Alester Maregwede

Personal information
- Full name: Alester Maregwede
- Born: 5 August 1981 (age 45) Harare, Zimbabwe
- Batting: Right-handed
- Role: Wicket-keeper

International information
- National side: Zimbabwe;
- Test debut: 6 May 2004 v Sri Lanka
- Last Test: 14 May 2004 v Sri Lanka
- ODI debut: 30 November 2003 v West Indies
- Last ODI: 27 February 2005 v South Africa

Career statistics
| Competition | Test | ODI | FC | LA |
| Matches | 2 | 11 | 77 | 87 |
| Runs scored | 74 | 124 | 2,958 | 1,470 |
| Batting average | 18.50 | 12.40 | 22.07 | 19.34 |
| 100s/50s | 0/0 | 0/0 | 2/18 | 0/7 |
| Top score | 28 | 37 | 107 | 91* |
| Catches/stumpings | 1/– | 2/– | 142/9 | 65/6 |
- Source: ESPNcricinfo, 10 June 2015

= Alester Maregwede =

Zimbabwean cricketer (born 1981)

Alester Maregwede (born 5 August 1981) is a Zimbabwean cricketer. He is a wicket-keeper and middle-order batsman. He has represented the Zimbabwe A team as vice captain.

He made his first appearances on a West Indies tour in 2003-04 and, since the departure of many Zimbabwean team members, he has found himself playing on a regular basis. He has also represented the Midlands team in the Logan Cup.

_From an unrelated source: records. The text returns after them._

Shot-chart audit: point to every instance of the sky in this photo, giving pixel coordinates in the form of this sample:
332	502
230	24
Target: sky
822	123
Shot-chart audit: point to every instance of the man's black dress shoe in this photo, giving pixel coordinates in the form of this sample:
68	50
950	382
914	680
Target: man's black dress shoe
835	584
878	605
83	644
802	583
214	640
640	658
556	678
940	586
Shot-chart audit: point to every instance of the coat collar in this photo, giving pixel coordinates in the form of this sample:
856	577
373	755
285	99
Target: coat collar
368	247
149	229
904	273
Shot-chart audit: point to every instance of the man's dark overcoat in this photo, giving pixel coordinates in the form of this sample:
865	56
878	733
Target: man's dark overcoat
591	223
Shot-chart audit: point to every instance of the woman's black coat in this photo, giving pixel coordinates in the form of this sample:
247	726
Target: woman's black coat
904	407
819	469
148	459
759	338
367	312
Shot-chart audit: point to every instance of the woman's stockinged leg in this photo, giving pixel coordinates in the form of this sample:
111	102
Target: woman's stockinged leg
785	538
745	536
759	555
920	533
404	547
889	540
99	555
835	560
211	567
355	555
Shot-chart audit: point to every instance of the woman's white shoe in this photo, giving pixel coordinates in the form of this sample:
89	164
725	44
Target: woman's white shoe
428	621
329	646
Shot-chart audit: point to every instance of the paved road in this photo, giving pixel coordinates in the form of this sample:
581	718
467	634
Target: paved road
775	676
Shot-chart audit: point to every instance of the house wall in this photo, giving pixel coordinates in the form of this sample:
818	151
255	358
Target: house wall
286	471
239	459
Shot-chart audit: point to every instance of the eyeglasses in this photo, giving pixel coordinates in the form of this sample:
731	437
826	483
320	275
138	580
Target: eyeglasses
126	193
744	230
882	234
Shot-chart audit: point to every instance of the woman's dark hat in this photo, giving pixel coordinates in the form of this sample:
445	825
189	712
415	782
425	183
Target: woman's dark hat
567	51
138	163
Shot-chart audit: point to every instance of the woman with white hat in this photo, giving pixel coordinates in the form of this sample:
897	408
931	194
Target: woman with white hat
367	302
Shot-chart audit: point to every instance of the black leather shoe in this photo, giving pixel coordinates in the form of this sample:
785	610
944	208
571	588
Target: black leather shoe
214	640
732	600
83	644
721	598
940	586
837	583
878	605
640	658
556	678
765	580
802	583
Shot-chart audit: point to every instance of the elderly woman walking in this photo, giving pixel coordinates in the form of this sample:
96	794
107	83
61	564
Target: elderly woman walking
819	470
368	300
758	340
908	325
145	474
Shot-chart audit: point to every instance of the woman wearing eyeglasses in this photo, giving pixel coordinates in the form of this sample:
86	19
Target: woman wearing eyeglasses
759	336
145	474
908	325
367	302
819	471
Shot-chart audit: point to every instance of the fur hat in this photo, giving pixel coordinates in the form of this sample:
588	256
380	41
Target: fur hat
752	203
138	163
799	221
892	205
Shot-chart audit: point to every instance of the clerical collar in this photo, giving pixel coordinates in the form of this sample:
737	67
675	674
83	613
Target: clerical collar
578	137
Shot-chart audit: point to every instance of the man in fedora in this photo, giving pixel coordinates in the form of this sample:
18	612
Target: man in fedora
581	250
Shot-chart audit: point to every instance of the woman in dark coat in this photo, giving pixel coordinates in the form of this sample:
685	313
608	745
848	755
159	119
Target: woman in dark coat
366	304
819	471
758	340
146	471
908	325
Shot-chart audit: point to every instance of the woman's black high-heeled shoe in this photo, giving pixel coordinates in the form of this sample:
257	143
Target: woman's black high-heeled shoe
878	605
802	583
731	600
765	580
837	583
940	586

Maregwede was born and raised in the Harare suburb of
Highfield and first played cricket at Chipembere Primary School. When he was 11 he played his first "proper" match, for Highfield against a High Glen Select XI and he was given the wicketkeeper's gloves for no reason other than that there was no one else to do it. He batted seven, top scoring with 42. Later he was named as captain of Highfield in an inter-suburb tournament which Highfield won. He won a ZCU scholarship to attend Prince Edward School but he ended up at Churchill School because of his need to board.

Whilst he was still in first year he was named captain of a Zimbabwe Development XI for a tour to South Africa. He averaged 64 on the tour and he only lost one game. Because of this tour he started playing for Churchill's full team, as an opener and wicketkeeper. He made his first-class debut for Mashonaland "A" in the Logan Cup versus the full Mashonaland side when he was only 16, scoring 5 and 19.

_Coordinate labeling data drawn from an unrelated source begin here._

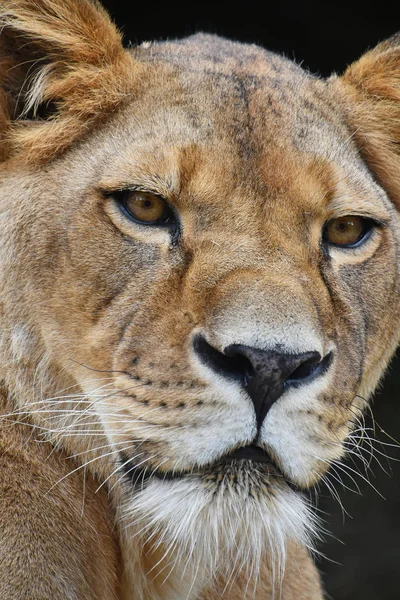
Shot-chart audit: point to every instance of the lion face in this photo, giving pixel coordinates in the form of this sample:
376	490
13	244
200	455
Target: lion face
215	268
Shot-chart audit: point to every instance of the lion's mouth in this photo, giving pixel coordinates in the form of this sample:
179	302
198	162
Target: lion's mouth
253	456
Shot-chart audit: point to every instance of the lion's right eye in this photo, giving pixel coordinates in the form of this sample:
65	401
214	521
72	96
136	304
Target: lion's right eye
347	232
145	208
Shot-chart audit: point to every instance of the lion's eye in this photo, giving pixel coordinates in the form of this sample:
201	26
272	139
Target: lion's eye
347	231
146	208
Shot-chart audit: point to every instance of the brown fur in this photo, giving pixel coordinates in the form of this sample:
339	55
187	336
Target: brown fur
98	313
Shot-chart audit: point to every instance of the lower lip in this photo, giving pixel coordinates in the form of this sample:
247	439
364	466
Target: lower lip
252	453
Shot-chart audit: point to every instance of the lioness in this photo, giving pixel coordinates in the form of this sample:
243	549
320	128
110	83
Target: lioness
199	291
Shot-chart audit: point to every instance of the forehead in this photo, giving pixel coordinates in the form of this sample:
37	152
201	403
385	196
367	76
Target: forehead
219	116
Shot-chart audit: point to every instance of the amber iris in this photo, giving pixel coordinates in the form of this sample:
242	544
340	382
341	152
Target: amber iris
345	231
145	207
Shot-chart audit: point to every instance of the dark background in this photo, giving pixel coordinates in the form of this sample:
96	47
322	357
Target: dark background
364	555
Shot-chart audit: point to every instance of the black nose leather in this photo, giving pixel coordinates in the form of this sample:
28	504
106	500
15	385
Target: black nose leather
265	374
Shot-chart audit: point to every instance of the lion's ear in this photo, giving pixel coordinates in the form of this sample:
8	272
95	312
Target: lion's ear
62	68
371	88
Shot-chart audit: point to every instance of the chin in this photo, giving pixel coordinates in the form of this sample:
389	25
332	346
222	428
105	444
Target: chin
228	516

Maregwede was admitted to the CFX Academy in 2000, missing his final year of school to go. He averaged 41 in the Logan Cup for the academy, with two fifties. Alester has since moved into the full Mashonaland side, with two hundreds and ten fifties.

In the U19 World Cup he scored 64 against Australia. He also played first team rugby and hockey for Churchill and was a sprinter. Alester was a member of the Mildura Settlers Cricket Clubs first premiership in 20 years. Alester has since parted ways with the club.